郝韻點點頭,拍散身上不存在的灰,隨即皮笑肉不笑地站起來,告辭,“不好意思了,我突然想起我還有點事,先走了。”
郝韻算是看出來了,眼前的兩個人挺不靠譜的。
她扔給尤木清一個恨鐵不成鋼的眼神,後者還回一個疑惑的眼神。
易家也沒有伸手挽留。隻是在郝韻快要消失在店鋪的轉角處時,突然開口:“不過假如你實在是不想再遇到這種事情,那麼就千萬不要觸碰任何不合理的存在。”
郝韻停下腳步,回過頭。
昏黃的燈光下,兩邊是堆得比人還高的棕紙箱子。易家在為數不多的空隙處,淡淡地對上郝韻的視線,像是既不意外郝韻轉身離開,也不意外郝韻突然停下。

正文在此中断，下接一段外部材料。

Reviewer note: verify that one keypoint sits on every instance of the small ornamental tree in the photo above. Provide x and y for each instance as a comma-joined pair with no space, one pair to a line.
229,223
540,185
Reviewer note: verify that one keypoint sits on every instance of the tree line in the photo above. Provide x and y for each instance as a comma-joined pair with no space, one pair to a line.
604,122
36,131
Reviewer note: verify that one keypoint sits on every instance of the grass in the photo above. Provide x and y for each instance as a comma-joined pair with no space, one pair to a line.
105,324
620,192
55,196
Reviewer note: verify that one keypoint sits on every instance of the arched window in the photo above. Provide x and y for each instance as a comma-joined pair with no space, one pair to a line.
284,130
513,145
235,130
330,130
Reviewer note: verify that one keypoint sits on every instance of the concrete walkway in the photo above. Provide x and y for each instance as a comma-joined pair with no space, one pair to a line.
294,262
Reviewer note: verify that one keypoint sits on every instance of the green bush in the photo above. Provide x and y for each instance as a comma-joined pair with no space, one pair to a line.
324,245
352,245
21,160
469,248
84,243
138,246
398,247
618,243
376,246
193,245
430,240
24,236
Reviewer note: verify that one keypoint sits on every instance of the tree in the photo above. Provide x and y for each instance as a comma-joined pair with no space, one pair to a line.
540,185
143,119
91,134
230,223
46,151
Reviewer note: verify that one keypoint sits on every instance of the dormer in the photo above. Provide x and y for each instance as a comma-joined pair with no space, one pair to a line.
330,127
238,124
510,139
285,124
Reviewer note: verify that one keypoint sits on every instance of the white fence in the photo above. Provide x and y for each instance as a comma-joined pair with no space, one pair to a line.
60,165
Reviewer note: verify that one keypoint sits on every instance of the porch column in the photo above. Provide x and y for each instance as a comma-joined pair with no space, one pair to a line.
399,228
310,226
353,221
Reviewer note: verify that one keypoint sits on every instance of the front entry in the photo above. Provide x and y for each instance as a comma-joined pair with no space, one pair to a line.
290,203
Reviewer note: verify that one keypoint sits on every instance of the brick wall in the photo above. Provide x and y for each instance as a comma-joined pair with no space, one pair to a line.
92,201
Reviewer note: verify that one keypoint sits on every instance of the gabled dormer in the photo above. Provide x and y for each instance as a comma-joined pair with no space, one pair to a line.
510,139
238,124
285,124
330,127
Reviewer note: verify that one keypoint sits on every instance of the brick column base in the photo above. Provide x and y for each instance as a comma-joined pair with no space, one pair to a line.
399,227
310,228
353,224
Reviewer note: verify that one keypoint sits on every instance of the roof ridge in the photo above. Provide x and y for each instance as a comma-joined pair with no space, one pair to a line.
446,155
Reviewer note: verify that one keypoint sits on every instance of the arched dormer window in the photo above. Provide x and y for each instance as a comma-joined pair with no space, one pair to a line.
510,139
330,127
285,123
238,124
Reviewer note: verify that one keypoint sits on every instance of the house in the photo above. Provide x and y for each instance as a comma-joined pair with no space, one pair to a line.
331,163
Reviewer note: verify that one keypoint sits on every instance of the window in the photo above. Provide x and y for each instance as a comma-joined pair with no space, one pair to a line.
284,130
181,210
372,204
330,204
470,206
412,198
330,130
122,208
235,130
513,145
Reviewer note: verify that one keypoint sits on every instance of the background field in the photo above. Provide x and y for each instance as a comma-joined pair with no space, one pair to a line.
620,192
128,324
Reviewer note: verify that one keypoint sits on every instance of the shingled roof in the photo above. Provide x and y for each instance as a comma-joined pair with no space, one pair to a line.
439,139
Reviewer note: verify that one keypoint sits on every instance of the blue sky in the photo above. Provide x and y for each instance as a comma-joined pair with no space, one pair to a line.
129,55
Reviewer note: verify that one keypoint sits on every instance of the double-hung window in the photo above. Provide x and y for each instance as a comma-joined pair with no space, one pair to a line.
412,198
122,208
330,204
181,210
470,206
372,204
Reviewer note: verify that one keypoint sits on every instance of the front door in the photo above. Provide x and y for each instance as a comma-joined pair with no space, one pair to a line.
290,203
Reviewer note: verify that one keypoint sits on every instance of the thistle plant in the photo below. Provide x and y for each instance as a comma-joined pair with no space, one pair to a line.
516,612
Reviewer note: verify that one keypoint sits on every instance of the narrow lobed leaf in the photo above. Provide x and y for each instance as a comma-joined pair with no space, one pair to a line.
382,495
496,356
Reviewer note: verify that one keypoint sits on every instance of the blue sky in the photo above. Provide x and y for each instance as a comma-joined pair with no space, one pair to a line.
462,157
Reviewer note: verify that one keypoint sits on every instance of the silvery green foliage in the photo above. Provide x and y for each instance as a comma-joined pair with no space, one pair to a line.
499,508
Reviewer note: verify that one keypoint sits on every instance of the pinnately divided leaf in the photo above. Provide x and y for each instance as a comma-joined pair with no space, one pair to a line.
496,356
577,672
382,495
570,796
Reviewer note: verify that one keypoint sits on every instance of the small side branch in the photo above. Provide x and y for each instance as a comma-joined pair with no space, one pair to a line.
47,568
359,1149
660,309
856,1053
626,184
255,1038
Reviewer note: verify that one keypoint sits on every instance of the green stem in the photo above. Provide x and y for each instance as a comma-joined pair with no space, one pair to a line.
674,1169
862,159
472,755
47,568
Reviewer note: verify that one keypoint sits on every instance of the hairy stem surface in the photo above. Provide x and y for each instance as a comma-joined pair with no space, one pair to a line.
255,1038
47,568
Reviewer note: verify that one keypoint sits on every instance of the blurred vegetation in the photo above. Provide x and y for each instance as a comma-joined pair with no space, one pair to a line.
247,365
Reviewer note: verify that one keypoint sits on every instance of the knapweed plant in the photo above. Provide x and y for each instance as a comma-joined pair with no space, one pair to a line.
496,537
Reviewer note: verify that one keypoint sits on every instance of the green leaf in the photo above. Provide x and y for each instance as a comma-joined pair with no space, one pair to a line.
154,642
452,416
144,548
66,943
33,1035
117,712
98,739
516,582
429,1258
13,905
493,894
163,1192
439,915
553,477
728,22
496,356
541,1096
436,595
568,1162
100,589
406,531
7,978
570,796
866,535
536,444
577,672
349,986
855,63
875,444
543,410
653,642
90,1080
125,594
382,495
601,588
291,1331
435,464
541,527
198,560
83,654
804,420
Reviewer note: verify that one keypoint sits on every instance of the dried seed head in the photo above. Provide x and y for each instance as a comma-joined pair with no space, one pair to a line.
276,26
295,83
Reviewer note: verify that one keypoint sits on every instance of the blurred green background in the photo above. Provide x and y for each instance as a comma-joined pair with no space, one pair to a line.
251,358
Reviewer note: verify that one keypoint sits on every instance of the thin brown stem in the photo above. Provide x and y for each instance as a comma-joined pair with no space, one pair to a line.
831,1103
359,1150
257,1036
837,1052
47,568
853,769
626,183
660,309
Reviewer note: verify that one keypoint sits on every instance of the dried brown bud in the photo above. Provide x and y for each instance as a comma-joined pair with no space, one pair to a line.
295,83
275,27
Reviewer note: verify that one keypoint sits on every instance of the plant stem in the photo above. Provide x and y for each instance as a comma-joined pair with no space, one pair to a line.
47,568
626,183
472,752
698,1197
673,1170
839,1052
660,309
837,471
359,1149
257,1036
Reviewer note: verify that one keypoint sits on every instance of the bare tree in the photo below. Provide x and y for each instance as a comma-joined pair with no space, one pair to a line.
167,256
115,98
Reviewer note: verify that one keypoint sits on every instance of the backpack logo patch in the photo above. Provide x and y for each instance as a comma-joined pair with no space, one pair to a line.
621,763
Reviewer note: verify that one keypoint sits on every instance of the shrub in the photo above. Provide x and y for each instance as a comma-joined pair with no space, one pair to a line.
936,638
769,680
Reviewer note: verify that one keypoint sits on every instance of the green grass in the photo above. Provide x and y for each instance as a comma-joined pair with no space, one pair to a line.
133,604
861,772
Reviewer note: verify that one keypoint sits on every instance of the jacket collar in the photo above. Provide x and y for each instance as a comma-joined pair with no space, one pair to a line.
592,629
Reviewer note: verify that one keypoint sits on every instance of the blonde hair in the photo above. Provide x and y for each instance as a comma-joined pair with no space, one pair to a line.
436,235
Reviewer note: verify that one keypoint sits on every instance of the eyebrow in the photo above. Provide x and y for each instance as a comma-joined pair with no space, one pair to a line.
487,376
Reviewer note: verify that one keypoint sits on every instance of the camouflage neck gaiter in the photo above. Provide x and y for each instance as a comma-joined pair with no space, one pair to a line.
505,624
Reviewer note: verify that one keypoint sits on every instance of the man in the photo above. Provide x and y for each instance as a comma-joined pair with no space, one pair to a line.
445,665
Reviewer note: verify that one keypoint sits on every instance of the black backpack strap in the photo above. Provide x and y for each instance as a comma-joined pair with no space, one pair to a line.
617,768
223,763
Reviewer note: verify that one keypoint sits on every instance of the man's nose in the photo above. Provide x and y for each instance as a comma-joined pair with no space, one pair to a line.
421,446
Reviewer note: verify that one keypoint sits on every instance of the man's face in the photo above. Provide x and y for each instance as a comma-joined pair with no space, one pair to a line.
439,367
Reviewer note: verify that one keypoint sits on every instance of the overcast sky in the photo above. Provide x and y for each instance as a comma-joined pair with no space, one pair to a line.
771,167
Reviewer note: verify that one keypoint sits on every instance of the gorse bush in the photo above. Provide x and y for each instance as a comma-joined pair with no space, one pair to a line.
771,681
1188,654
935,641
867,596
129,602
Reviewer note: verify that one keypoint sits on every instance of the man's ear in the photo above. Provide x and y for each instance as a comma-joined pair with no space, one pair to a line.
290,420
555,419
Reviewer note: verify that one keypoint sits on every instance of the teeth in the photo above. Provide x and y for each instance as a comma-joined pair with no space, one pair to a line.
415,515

“以後遇到一些難以解決的問題的話,可以來找我。”易家認真地說,隨即又補充了一句,“我說的難以解決的問題,是無法用科學解釋的那種。高數或者寫論文之類的不算。”
郝韻勉強維持住臉上的笑意,謝過易家的好意,隨後推門離開。
郝韻躲進樓房遮蔽下的陰涼處,直到離那家店有一段距離後,才小聲嘟囔著。
“真是個怪人。”
雖然易家的外表看起來像剛上高中的學生,但她從容不迫的態度又很有信服力,可是她做出的事情又很沒有道理。
也不知道是不是錯覺,回校的路要順暢多了。當郝韻推開宿舍的門時,才響起,她好像沒和尤木清說一聲,便不辭而彆了。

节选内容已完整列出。